Собственно, рассказывать о моих отношениях с детьми Боба практически нечего: никаких отношений, можно сказать, и не существовало. Хотя довольно часто, когда я играл на улице, Филип и его сестра Сьюзи выходили в свой сад и начинали швыряться в меня камнями. Вспоминая об этом сейчас, я по-прежнему не могу понять: ну откуда у Боба в саду могли взяться камни? Причем не какие‐то случайно оставшиеся там камешки, а самые настоящие боевые снаряды. Должно быть, дети Боба специально их собирали и считали, что оказывают отцу большую услугу, швыряясь ими в меня. Они, похоже, хватались за любую возможность, чтобы подлизаться к отцу, который становился все более странным, держался все более отчужденно и питался какими‐то совсем уж невероятными вещами.
Сьюзи являла собой настоящую маленькую женщину, очень жестокую, с какой‐то устрашающей, во весь рот, улыбкой, похожей на щель металлического почтового ящика. Повиснув на калитке, она осыпала меня ядовитыми насмешками. Филип был старше меня года на три. Голова у него была весьма необычной формы, похожая на кокос, а в узких серых глазах вечно блуждало то ли озадаченное, то ли недоумевающее выражение; еще у него была привычка как‐то странно дергать шеей – вбок, словно уходя от затрещины; казалось, он постоянно тренируется в умении спасаться от отцовских побоев, которые неизменно получал, стоило коровам в очередной раз забраться в огород; возможно, некоторые из тех затрещин были настолько сильными, что даже вызвали у Филипа небольшое сотрясение мозга. Что же до обстрела меня «боевыми снарядами», то зря эти брат с сестрой так уж старались: мне не составляло особого труда увернуться от брошенных ими камней, а вот возможностей попасть точно в цель у Филипа было не так уж много; когда же мне надоедало увертываться или когда я понимал, что уже оставил его в дураках, я попросту уходил в дом, потому что видел, какая разрушительная глубинная ярость пылает в его душе и стремится вырваться наружу в обличье некоего жуткого свирепого существа; скажу по правде, я потом не раз видел подобное выражение у крупных и вполне интеллигентных псов, которых тем не менее постоянно держат на привязи.

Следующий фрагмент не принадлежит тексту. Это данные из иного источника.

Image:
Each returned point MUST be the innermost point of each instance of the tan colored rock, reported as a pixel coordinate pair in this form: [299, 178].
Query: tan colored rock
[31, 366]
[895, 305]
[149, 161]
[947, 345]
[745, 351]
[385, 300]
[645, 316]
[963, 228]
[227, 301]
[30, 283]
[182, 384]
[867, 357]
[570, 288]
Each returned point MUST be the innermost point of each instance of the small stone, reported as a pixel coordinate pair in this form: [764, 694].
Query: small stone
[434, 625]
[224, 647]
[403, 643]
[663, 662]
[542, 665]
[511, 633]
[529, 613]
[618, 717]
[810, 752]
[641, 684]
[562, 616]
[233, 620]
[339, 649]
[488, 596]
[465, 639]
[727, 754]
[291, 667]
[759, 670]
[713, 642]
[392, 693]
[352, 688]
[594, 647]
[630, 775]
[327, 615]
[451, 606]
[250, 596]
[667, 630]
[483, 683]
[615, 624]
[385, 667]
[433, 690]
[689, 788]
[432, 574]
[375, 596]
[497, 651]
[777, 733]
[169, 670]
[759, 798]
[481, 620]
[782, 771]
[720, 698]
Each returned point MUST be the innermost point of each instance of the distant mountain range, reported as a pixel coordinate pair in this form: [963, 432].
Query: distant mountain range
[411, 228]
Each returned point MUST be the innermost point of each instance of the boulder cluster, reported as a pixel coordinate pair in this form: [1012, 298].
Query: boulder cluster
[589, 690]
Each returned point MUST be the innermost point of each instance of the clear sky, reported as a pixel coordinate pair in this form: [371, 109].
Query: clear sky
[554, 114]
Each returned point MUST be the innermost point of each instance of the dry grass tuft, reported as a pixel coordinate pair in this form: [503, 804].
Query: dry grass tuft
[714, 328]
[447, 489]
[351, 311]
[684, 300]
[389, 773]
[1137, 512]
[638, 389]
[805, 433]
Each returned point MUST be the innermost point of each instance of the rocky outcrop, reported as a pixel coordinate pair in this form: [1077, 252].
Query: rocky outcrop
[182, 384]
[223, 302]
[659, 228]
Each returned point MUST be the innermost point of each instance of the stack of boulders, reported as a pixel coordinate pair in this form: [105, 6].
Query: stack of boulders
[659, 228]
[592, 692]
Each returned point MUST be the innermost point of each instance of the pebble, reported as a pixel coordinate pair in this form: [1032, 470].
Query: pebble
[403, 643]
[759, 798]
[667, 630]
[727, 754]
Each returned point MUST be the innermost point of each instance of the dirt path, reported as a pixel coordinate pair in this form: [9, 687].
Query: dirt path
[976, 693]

При этом я вовсе не хочу сказать, что считал Филипа каким‐то диким зверем; я никогда так не думал – ни тогда, ни сейчас; однако в голову мне неоднократно приходила мысль о том, что у каждого человека есть скрытая сущность, некое тайное неистовство или жестокость, и, думая так, я завидовал очевидной силе тощих жилистых рук Филипа, покрытых узлами вен, как у взрослого мужчины. Да, я ему завидовал и одновременно ненавидел и проклинал его за то, что он в силу своей рабской натуры позволяет кому‐то держать его в полном подчинении, и я очень надеялся, что у меня‐то характер совсем другой. Иногда, правда, я и сам начинал собирать и складывать в кучку затвердевшие комья земли, камни и ветки, а потом метал все это в своих недругов, завывая как демон и щедро осыпая их ругательствами, почерпнутыми мной в художественной литературе: мошенник, рогоносец, подлец, ублюдок, жалкая шавка.